Ter vivido tudo isso sem dúvida tem um impacto na minha vida e na vida da minha família. Carregamos, até hoje, as cicatrizes marcadas pelas desigualdades raciais e sociais. Mas olhar para tudo isso e poder reagir é o que me anima e me faz acreditar que a minha vida importa. Isso parece óbvio, mas o racismo é tão cruel que nos faz acreditar que as nossas vidas tem menos valor que a vida de uma pessoa branca. Durante muito tempo, pensei assim. Mas hoje não mais. Hoje sei que tenho muito valor e sei que minha vida não tem preço.

Teve um período da minha vida que imaginei, de forma muito ingênua, que um dia poderia estar livre do racismo.

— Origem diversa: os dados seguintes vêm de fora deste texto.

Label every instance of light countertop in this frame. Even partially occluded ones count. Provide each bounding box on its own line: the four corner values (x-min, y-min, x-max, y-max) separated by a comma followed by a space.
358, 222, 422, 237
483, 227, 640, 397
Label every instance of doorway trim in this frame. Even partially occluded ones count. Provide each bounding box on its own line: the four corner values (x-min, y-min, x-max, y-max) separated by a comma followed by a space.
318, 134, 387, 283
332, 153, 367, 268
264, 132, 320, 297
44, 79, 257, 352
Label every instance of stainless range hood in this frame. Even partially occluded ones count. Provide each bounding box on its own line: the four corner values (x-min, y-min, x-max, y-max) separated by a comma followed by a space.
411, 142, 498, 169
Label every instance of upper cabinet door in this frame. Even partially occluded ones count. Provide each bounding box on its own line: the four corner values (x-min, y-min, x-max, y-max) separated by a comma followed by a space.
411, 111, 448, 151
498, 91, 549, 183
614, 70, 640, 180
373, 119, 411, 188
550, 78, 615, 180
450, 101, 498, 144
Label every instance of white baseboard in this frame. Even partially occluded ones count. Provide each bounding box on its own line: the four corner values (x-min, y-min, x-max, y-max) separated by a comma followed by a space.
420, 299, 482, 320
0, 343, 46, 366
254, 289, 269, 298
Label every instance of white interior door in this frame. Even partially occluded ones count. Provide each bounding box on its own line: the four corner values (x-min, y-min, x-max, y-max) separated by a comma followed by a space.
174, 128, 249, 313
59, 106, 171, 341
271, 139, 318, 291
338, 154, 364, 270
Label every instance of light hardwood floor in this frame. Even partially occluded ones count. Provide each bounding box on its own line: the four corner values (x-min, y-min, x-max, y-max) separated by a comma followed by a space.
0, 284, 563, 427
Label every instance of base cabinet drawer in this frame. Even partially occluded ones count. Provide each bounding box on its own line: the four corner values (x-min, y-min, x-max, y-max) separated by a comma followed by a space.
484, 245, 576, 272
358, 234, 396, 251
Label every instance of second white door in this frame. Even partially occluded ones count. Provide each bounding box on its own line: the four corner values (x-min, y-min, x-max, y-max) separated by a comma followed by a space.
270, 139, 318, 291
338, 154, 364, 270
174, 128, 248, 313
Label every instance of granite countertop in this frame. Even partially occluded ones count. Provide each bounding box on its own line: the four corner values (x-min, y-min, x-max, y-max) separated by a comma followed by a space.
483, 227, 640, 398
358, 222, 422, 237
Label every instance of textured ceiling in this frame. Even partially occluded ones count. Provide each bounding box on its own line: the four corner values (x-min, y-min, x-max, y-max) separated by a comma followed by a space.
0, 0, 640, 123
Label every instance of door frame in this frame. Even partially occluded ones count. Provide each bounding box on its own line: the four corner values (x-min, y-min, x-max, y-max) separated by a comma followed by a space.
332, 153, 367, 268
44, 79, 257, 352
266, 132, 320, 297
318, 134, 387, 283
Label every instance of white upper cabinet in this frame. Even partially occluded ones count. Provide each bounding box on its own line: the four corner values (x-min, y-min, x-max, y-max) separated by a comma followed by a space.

Pensei que isso fosse possível, mas só foi sair da minha bolha, meu gueto, da minha periferia, para entender o quanto o racismo ainda se amplia. Foi no trabalho, na universidade, nas relações entre pessoas não negras, que percebi que a minha luta estava apenas começando. Durante a minha vida, descobri também que não me bastava ter curso superior, ter carro, casa própria, para ser considerada como igual, já que a minha cor de pele, meus traços negróides e meu cabelo crespo permaneciam os mesmos. Pra isso, precisei estudar um pouco mais e entender que o racismo é estrutural, que existe um desenho de poder que nasce para ser excludente e determina quem tem o direito de viver e quem não tem, quem deve viver e quem deve morrer. Os privilégios da população branca e a ausência de privilégios da população negra, nos coloca – negros e negras – numa situação de muitas violências.

Pensei que quanto mais velha, menos medo do racismo eu teria, porque me imaginava muito forte. Mas, como mãe de duas crianças negras, o medo só aumenta. Tenho que conversar sobre o racismo, principalmente para o meu filho Pedro, que tem nove anos. Debater sobre o que é ser negro ou negra numa sociedade racista. É muito duro ter que dizer ao meu filho que ele pode ser discriminado pela sua cor de pele. Ele sempre diz “Mamãe, por que têm pessoas que se acham melhor que nós?”. E eu preciso falar sobre uma mentalidade colonial que ainda é muito presente, mesmo vivendo no século XXI. Minha filha, Eduarda, tem apenas dois anos de idade, mas fico imaginando o que posso fazer para que ela, como menina, não esteja em uma situação de violência marcada pelo machismo, mais uma questão que a torna ainda mais vulnerável. Crio meu filho e minha filha para entender o racismo, mas também para saber o que é amor, afeto, solidariedade, irmandade…

Concluo dizendo que o racismo mexe de verdade com a nossa autoestima, mas precisamos ser fortes o suficiente para vencer o conservadorismo da sociedade brasileira, que mata de forma genocida a população negra.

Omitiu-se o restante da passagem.